The basic manufacturing patent for the materials used to manufacture rEPO expired in 2005 and, as such, there are no longer any restrictions on its development (5,6,11). Therefore, it is expected that rEPO will be manufactured with a high level of safety through processes that do not use animal byproducts. With regard to its usage and dosage, the treatment guidelines recommend that it be administered three times a week (9). However, following the enforcement of comprehensive coverage for the costs of dialysis treatment at medical facilities in 2006, it has been recommended that, in order to maintain the Hb standard value, the majority of patients may be expected to stably respond to an administration of 1,500 units three times a week or 3,000 units twice a week, while additional dosage restrictions are also expected (12). During phases II and III of its clinical trials, an evaluation was performed that involved switching from epoetin-α to this drug and, in this instance, the dosage was 1,500 or 3,000 units twice or three times a week (13). However, as it is expected that administrations at lower doses and lower frequencies are likely to be conducted in clinical settings, The Kan-Etsu Hospital has been proactively studying alternative dosages and has evaluated the equivalence of this drug with its predecessor drugs at dosages not used in phases II and III of its clinical trials. In a study conducted in 1998 (14), it was demonstrated that there was a correlation between the weekly rate of change in Hb levels and the frequency of adverse events. Furthermore, it was shown that the greater the degree of instability and the greater the decline, the higher the frequency of adverse events. In the study performed by Fishbane and Berns (15), the term ‘Hb Cycling’ was applied to the phenomenon in which fluctuations >1.5 g/dl in their degree of instability (observed for one year) repeated themselves in an eight-week cycle (15). In another study, Ebben et al(10) conducted a retrospective analysis of 150,000 patients receiving dialysis (10). Dividing the patients into three groups, ‘Target’, ‘High’ and ‘Low’, according to their Hb levels (similar to this experiment), the fluctuation patterns in Hb levels were observed. The results indicated that, irrespective of the time of occurrence, the proportion of cases included in the Target Group did not reach 50%.

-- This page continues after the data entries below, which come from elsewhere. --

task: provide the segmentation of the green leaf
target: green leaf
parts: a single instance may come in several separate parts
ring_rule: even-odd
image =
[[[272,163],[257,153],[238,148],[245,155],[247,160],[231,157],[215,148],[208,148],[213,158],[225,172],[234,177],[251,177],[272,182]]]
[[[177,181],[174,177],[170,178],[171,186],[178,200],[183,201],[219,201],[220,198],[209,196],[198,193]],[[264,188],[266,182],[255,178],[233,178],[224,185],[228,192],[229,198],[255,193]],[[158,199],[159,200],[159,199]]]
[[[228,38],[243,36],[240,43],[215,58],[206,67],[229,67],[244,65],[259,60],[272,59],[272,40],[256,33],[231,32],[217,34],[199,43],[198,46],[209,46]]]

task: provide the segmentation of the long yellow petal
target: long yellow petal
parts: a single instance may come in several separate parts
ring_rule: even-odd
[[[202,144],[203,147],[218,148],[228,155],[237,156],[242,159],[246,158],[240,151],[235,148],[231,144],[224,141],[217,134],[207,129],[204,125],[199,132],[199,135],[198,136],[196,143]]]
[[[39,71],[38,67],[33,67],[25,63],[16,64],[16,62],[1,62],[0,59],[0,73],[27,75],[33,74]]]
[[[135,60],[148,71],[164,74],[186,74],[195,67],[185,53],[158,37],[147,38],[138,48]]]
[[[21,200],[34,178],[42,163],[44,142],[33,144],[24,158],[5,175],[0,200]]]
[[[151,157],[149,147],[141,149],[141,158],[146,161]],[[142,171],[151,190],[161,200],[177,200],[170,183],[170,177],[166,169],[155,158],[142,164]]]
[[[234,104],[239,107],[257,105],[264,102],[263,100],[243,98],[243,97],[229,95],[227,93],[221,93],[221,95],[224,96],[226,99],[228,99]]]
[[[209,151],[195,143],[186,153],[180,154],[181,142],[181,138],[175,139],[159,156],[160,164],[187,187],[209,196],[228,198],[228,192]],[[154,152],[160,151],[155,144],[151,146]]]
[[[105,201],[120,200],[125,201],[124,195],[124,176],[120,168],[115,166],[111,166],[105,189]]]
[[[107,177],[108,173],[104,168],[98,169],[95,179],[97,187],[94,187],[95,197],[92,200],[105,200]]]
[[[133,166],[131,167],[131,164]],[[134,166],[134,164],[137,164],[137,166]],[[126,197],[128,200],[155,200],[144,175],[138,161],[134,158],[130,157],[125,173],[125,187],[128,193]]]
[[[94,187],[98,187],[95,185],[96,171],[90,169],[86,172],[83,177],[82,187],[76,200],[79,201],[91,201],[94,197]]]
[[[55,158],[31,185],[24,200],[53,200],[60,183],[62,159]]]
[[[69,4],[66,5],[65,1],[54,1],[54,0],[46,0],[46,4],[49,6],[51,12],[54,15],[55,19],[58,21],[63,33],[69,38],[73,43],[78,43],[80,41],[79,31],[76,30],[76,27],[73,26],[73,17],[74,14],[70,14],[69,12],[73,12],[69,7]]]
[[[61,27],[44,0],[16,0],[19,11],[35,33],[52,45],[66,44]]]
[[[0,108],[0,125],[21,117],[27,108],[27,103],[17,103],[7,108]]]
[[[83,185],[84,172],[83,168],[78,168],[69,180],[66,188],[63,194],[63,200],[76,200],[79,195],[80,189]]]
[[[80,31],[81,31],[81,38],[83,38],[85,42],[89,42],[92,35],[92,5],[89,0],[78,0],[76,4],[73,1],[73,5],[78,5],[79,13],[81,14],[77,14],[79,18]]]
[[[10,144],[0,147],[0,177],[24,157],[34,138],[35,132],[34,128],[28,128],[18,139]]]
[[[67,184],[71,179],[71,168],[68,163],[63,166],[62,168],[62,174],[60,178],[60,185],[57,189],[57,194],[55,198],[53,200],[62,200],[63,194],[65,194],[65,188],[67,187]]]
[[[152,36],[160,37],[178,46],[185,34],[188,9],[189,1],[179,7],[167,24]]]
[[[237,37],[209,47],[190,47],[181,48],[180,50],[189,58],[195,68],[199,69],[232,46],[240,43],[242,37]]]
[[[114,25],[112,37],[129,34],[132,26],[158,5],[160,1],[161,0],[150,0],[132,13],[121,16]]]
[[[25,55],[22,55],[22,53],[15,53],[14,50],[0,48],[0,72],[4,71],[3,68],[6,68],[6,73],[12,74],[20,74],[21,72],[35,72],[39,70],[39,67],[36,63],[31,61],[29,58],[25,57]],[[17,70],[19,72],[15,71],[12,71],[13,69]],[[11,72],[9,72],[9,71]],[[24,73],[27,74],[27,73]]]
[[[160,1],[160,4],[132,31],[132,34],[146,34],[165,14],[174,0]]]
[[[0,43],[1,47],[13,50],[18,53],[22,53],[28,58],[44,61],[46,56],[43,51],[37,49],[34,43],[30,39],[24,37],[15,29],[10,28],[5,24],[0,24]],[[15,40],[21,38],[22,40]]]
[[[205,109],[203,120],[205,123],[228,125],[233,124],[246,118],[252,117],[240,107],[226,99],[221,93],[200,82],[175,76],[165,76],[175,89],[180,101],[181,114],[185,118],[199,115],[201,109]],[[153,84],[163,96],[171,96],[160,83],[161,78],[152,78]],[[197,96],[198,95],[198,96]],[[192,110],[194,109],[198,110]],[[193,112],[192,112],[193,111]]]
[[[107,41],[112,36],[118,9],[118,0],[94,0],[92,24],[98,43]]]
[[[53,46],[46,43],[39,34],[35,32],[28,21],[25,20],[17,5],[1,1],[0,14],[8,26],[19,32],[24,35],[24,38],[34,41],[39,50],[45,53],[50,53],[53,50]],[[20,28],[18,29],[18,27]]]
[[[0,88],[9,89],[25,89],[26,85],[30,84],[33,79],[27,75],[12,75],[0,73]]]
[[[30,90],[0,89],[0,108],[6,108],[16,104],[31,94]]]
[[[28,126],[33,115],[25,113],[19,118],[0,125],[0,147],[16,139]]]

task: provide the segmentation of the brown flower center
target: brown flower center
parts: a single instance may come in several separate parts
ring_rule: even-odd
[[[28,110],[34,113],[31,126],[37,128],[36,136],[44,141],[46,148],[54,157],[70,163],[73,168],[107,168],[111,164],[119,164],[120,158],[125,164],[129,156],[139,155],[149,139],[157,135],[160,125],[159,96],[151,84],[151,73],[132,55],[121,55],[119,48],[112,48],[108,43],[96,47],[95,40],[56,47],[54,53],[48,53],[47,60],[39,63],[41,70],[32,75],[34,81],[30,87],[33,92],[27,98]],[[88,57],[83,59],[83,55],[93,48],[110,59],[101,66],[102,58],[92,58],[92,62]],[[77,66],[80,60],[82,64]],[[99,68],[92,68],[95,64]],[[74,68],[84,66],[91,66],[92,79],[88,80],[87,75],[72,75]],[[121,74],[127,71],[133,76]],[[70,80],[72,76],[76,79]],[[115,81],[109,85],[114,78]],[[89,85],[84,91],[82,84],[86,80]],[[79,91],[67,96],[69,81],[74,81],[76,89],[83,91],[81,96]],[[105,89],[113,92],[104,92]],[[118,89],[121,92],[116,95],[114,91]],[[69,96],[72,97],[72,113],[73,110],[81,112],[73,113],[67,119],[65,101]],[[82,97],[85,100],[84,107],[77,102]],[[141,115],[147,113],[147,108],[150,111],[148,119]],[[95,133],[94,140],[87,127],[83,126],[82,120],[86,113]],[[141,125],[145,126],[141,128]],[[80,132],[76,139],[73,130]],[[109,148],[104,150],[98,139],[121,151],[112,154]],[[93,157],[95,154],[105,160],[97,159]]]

The present study yielded results obtained during a six-month observation period, during which the administration of epoetin-β was changed to that of to epoetin-κ. Three months following the switch to epoetin-κ, the degree of instability had decreased. Although the situation subsequent to the change from epoetin-β to epoetin-κ requires further investigation, it may be concluded that the results obtained in this study are indicative of the clinical equivalence and the efficacy of epoetin-κ.